Quentin Macfarlane: Why patience is key in the hunt for investment success

Patience should help not just with the accumulation of wealth but with the preservation of capital too

A professional surfer finds himself perfectly pitted deep within a North Shore barrel
4 minutes

By Quentin Macfarlane, an analyst and portfolio manager at Seilern Investment Management

‘Good things come to those who wait’ was the strapline for a highly successful series of Guinness advertisements at the turn of the century. Arguably the most memorable of these was ‘The Surfer’ – a close-up of a man studying the horizon, while a pounding, rumbling drumbeat builds into a crescendo as he waits for the right moment before he and his fellow surfers dive into the sea to catch the perfect, enormous, Hawaiian wave.

With the S&P 500 index having recently made it back to all-time highs, investors may be wondering whether now is the right time to invest. Will they catch the perfect wave and ride on triumphantly to the safety of dry land? Or is it already too late and jumping in now will only lead to a crashing fall in a few months’ time? 

In reality, surfing and investing have little in common. Even the apparent necessity for patience is different – in surfing, patience is required to time your entry to catch the wave; in investing, meanwhile, patience means being comfortable while staying invested. Such patience can be difficult if you are worried about incurring losses but – if your time horizon is long enough – the chance of making a loss is practically zero.

Dangerous game

Market timing is a dangerous game. If you get it wrong and find yourself out of the market on days when the market rallies strongly, it can act as a significant drag on performance. Being patient and staying fully invested avoids this and other pitfalls, enabling the prudent investor to take advantage of compounding.

Patience does not just help the investor in their efforts to accumulate wealth, though – it also helps with capital preservation. This has held true for equity investments in the past – and the case is even stronger for quality growth businesses: the high levels of earnings growth should bail out companies sooner and the high quality means they are less likely to encounter difficulties in the first place. 

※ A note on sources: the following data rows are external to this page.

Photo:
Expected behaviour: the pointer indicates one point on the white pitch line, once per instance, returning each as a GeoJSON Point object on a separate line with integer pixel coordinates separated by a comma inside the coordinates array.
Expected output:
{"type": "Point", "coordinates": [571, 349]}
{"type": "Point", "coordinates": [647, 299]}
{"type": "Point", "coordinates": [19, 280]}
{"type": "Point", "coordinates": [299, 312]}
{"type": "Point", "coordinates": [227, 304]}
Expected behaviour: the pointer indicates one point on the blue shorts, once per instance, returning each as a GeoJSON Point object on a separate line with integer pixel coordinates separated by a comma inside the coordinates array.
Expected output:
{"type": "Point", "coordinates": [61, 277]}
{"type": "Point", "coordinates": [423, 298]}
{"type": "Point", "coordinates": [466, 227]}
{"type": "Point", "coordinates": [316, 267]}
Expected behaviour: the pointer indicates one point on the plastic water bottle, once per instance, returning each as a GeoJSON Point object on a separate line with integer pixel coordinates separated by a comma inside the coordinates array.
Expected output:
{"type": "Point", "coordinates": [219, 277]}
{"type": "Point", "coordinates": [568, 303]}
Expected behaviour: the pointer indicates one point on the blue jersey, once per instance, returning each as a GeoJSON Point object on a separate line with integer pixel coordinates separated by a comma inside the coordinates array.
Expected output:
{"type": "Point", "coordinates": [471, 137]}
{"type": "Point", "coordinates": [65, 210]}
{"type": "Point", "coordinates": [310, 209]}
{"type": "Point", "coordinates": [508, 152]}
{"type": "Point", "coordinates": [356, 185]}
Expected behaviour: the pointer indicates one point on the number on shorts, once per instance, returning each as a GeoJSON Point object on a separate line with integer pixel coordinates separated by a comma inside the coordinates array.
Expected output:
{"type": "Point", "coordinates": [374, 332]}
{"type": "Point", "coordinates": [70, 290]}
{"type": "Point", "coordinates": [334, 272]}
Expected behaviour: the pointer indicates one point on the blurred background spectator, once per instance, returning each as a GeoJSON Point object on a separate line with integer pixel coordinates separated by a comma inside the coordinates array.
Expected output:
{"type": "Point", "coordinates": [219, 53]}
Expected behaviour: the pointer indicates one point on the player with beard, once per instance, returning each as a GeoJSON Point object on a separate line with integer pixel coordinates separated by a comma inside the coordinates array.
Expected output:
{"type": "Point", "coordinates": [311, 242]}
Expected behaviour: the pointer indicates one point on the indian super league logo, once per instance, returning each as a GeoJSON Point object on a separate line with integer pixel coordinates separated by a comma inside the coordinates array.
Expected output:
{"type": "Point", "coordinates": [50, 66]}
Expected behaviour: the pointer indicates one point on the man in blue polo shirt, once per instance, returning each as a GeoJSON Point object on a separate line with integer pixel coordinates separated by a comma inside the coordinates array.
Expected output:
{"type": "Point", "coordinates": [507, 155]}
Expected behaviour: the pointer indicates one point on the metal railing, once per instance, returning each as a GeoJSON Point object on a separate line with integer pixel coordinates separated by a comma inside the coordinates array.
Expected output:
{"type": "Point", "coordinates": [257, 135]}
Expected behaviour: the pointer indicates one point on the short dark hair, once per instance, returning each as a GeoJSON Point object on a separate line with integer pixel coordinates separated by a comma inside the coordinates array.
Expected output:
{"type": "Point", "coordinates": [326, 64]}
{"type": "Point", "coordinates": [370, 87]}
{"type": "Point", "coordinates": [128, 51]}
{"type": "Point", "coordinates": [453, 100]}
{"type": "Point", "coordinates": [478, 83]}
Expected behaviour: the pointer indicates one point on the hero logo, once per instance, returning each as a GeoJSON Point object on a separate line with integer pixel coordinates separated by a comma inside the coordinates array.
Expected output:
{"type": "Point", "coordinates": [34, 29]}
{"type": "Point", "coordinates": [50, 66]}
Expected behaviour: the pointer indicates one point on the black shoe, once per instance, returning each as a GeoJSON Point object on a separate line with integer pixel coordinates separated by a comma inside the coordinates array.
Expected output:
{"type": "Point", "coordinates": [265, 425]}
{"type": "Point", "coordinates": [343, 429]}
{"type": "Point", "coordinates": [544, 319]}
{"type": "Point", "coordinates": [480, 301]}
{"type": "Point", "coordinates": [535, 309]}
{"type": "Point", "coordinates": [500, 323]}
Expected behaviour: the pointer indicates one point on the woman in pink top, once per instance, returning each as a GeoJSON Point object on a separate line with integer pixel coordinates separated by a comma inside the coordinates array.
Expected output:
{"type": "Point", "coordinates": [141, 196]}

Figure 1 below, which uses stockmarket returns going back to 1871, clearly shows the power of long-term investing. Putting your money to work daily is little better than a coin-toss but, as you extend your time horizon, the odds of a positive return improve.

Indeed, if you can hold out for five years, the odds become stacked in your favour, with a positive return occurring 80% of the time. For some, of course, a 20% chance of making a loss over five years is still not good enough – but the data demonstrates that, if an investor could stand to wait for 20 years, no matter when they invested, they would have essentially guaranteed a positive return.

US stocks: Percent of periods that earned a positive return (1871-2018).
Inflation and dividend adjusted

US stocks: Percent of periods that earned a positive return (1871-2018). Inflation and dividend adjusted

As Figure 2 below illustrates, the worst 20-year return during this period was a positive compound annual growth rate of +1.2%, which translates into a +27% total return. Not great – but not so bad when you consider you would have invested at the peak of the ‘Roaring Twenties’ and that the period included the Wall Street Crash, the Great Depression, and the Second World War.

What is more, the power of patience increases the greater your willpower. There is an amazing statistic that if you can extend your holding period to 30 years, the minimum annualised return would have been +7.8%, for a total return of 850%.

S&P 500 best and worst returns – rolling periods (annualised) since 1871

S&P 500 best and worst returns - rolling periods (annualised) since 1871

Of course, here we are merely focusing on ensuring a positive return and therefore the worst possible outcome. The other side of the patient coin is compounding, which means your average and maximum returns are far more than this minimum amount: the median 20-year total return is +384% and the maximum is +2332%.

When it comes to quality growth companies, one would hope the rewards for waiting would be greater still. Such companies have resilient business models that drive sustainable and above-average earnings growth. While we know that macroeconomic events can overtake markets and short-term issues can affect these companies, over the long run it is earnings that drive share prices.

‘He waits. That’s what he does’

In its advertisement, Guinness used the patient surfer as an analogy for the supposed rewards that come with waiting for a pint – but there is a world of difference between delaying gratification by two minutes, against waiting out weeks, months and years for positive performance.

What makes waiting especially hard is not knowing whether you will get anything in the end. A surfer can see waves breaking and a customer can see the progress of the barman. For investors, the track record of the indices and the earnings power of companies should make the wait a little more comfortable even if, sometimes, it takes rather longer than the time it takes to pour a pint of Guinness.